Radioactive follows the partnership of Marie Curie and Pierre Curie as they discover radium and polonium. The story expands to display the future usage of their elements and continues to follow the Curies to their close. Scribe Jack Thorne penned the screenplay based on the book by Lauren Redniss. Thorne has had mixed results in the past with duds like The Aeronauts and successes like Wonder. Radioactive leans more toward the Wonder side of things, but that doesn’t mean he doesn’t have numerous issues with his storytelling. Apart from the distracting transitions to the future after an hour in, we suddenly pick up the pace and jump around constantly to get to the ending quicker – making the last 50 minutes unremarkable.
ACTING | CHARACTERS | DIALOGUE:
From the very beginning I fell in love with the arrogant nature of Rosamund Pike’s portrayal of Marie Curie and her erratic relationship with Sam Riley’s Pierre Curie. Their chemistry was electric and struck me instantaneously. Unaware of how their true story played out, I was shocked by the events that took place during their lives. In fact, I only knew them prior from references made throughout pop culture over the years (ex. The Simpsons). When Pike and Riley shared the screen, the film was a wonderful dynamic of two actors playing amongst one another, and when that came to a close, things slowly started to spiral. None of the other actors had a similar connection to Pike and it makes the film weaker for it. Without our leads, the supporting cast, including a small supporting effort by Anya Taylor-Joy, offer very little to help the story move forward and their performances unfortunately fly under the radar when placed against Pike and Riley.

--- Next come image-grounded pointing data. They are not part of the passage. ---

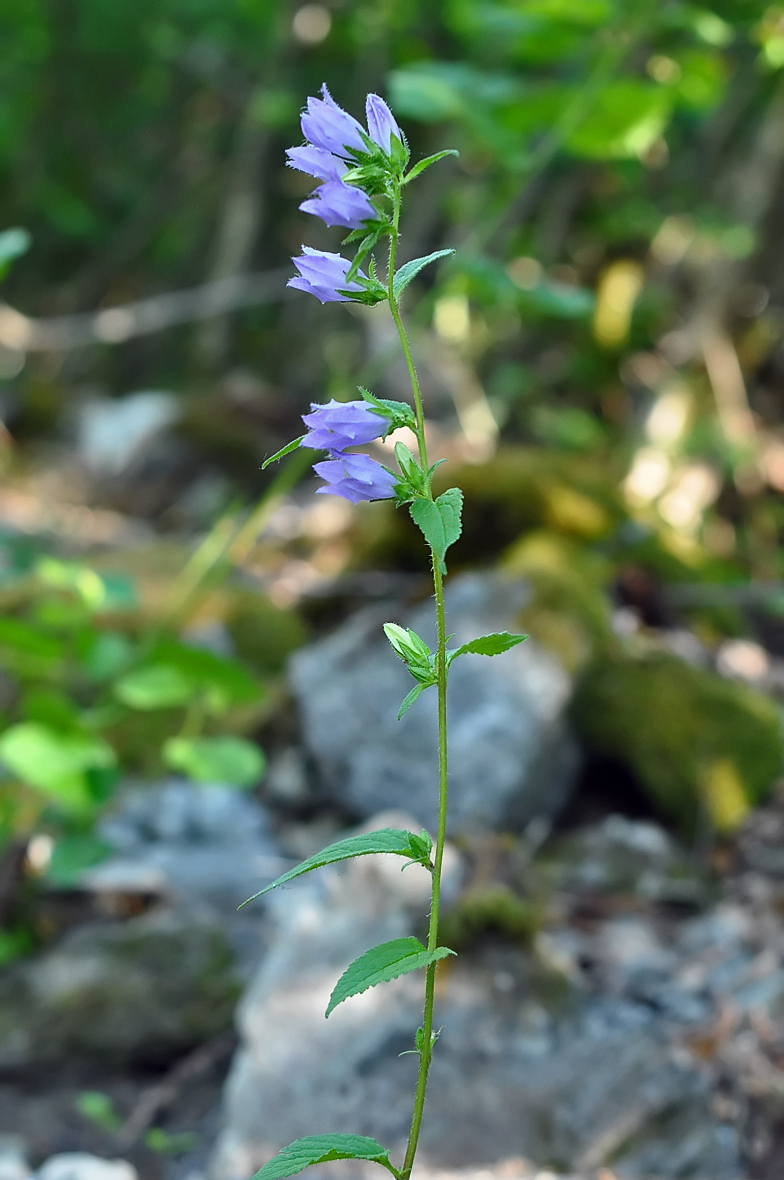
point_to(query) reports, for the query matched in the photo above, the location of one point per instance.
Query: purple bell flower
(315, 162)
(324, 275)
(340, 204)
(381, 123)
(326, 125)
(343, 424)
(355, 477)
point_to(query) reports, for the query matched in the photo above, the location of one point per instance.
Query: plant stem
(425, 1053)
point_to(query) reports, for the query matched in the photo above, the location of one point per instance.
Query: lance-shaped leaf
(283, 451)
(418, 169)
(387, 839)
(381, 964)
(487, 646)
(439, 522)
(411, 269)
(302, 1153)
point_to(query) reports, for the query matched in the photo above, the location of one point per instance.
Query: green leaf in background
(56, 764)
(162, 1142)
(219, 674)
(74, 853)
(106, 655)
(322, 1149)
(13, 243)
(283, 451)
(439, 522)
(410, 270)
(27, 641)
(624, 122)
(155, 687)
(229, 760)
(386, 840)
(98, 1108)
(488, 644)
(381, 964)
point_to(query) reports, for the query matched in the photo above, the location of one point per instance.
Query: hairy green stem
(441, 667)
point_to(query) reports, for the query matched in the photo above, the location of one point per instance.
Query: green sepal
(487, 646)
(302, 1153)
(386, 839)
(415, 653)
(416, 480)
(283, 451)
(418, 169)
(411, 269)
(398, 412)
(439, 522)
(381, 964)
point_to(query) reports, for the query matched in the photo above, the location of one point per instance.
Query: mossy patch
(492, 909)
(694, 741)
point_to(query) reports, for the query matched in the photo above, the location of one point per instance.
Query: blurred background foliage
(602, 362)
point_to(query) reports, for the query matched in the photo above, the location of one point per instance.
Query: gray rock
(83, 1166)
(511, 756)
(509, 1075)
(147, 988)
(183, 840)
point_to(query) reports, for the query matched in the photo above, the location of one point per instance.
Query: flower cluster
(348, 161)
(339, 425)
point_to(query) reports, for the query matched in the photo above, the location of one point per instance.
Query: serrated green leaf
(418, 169)
(411, 269)
(439, 520)
(283, 451)
(487, 646)
(383, 963)
(387, 839)
(322, 1149)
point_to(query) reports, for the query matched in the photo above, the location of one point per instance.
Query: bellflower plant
(374, 165)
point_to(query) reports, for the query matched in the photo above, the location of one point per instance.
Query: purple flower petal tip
(324, 274)
(355, 477)
(326, 125)
(338, 425)
(381, 124)
(340, 204)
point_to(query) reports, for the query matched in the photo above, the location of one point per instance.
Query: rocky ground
(615, 1004)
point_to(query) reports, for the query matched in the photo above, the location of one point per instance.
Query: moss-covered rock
(569, 610)
(697, 743)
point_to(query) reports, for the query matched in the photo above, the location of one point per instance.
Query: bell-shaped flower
(326, 125)
(355, 477)
(324, 275)
(340, 204)
(343, 424)
(315, 162)
(381, 124)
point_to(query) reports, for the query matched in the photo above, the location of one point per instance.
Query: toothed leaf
(381, 964)
(439, 522)
(302, 1153)
(411, 269)
(283, 451)
(387, 839)
(488, 646)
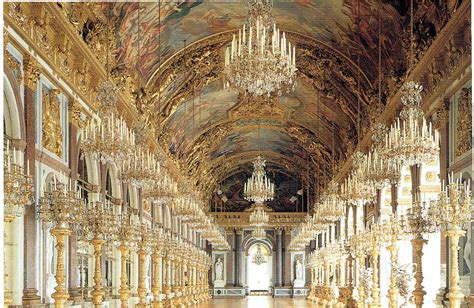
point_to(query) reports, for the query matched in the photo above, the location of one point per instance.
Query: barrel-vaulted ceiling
(213, 132)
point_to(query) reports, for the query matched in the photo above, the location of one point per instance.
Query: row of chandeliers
(111, 141)
(411, 140)
(260, 61)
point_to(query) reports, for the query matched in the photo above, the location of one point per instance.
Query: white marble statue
(219, 267)
(299, 270)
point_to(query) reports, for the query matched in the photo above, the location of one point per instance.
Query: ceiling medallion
(260, 60)
(258, 187)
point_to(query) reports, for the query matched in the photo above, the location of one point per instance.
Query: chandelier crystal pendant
(412, 140)
(331, 208)
(259, 216)
(141, 168)
(259, 233)
(258, 187)
(259, 258)
(260, 60)
(109, 139)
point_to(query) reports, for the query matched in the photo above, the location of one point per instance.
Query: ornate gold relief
(31, 70)
(75, 113)
(52, 138)
(464, 122)
(430, 176)
(257, 107)
(40, 20)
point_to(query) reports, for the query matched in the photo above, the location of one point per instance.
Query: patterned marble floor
(257, 302)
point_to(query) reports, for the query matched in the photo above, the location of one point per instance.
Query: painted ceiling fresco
(205, 126)
(330, 21)
(289, 195)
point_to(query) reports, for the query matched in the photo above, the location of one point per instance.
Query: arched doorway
(259, 268)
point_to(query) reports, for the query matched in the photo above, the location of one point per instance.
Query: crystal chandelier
(259, 233)
(17, 184)
(259, 217)
(411, 141)
(162, 190)
(260, 60)
(109, 139)
(331, 208)
(356, 190)
(258, 258)
(141, 168)
(453, 209)
(258, 188)
(61, 206)
(380, 172)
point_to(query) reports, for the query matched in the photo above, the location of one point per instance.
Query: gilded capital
(31, 71)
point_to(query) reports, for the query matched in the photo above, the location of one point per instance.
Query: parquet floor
(257, 302)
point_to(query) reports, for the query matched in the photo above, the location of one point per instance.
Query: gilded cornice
(447, 58)
(231, 220)
(46, 30)
(192, 67)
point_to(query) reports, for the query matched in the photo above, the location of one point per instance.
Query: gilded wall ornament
(75, 114)
(52, 137)
(464, 122)
(31, 71)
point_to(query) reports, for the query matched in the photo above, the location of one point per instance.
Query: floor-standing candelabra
(391, 234)
(18, 193)
(101, 226)
(358, 245)
(144, 245)
(176, 277)
(419, 221)
(453, 212)
(127, 235)
(62, 207)
(157, 249)
(169, 250)
(374, 238)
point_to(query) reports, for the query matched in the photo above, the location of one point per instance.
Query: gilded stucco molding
(54, 39)
(453, 39)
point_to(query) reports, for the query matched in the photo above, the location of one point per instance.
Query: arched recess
(112, 183)
(12, 117)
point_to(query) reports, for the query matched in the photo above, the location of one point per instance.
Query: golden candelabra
(144, 244)
(100, 226)
(61, 207)
(391, 234)
(18, 193)
(358, 246)
(453, 213)
(157, 246)
(419, 220)
(374, 238)
(127, 235)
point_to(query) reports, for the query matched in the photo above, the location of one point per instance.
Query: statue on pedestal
(219, 274)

VISUAL EFFECTS | MAKEUP | DESIGN:
"...a delightfully captivating historical journey..."
The visuals of Radioactive are the hardest thing to speak of as individually the visuals are fantastic and capture what the filmmaker clearly wanted portrayed. However, pieced together as they are, they make visually no cohesive sense. There’s a true artistic touch to every dream/nightmare sequence Marie Curie suffers through, and it’s easy to appreciate them on their own, yet intertwined with the main story, the intentions of including them are questionable. During scenes showing the visual description of their scientific conversations the CGI used is prominently artificial. The setting crafted for the film really drew you into the situations taking place and when the film decided to change course suddenly, the different visuals threw a curveball the viewer’s way. The costume design was just as bleak as the purposely grim setting, and it fit wonderfully with the tone of the film.
Radioactive (2020) | PRIME VIDEO
MUSIC | SCORE | SOUND DESIGN:
Composers Evgueni Galperine & Sacha Galperine bring a somber distinction to the film with their score. The two composers have worked prominently together prior to Radioactive, most commonly with arthouse style pictures. The score presented is subtle when it wants to be, taunting the viewer, while at other times intense and distinguished. The tone set by the musical decisions kept me enthralled with the film even when the story started to collapse.
While I did have a few issues with the film overall, Marianne Satrapi's Radioactive is a delightfully captivating historical journey through the romantic and scientific relationships of the Curies.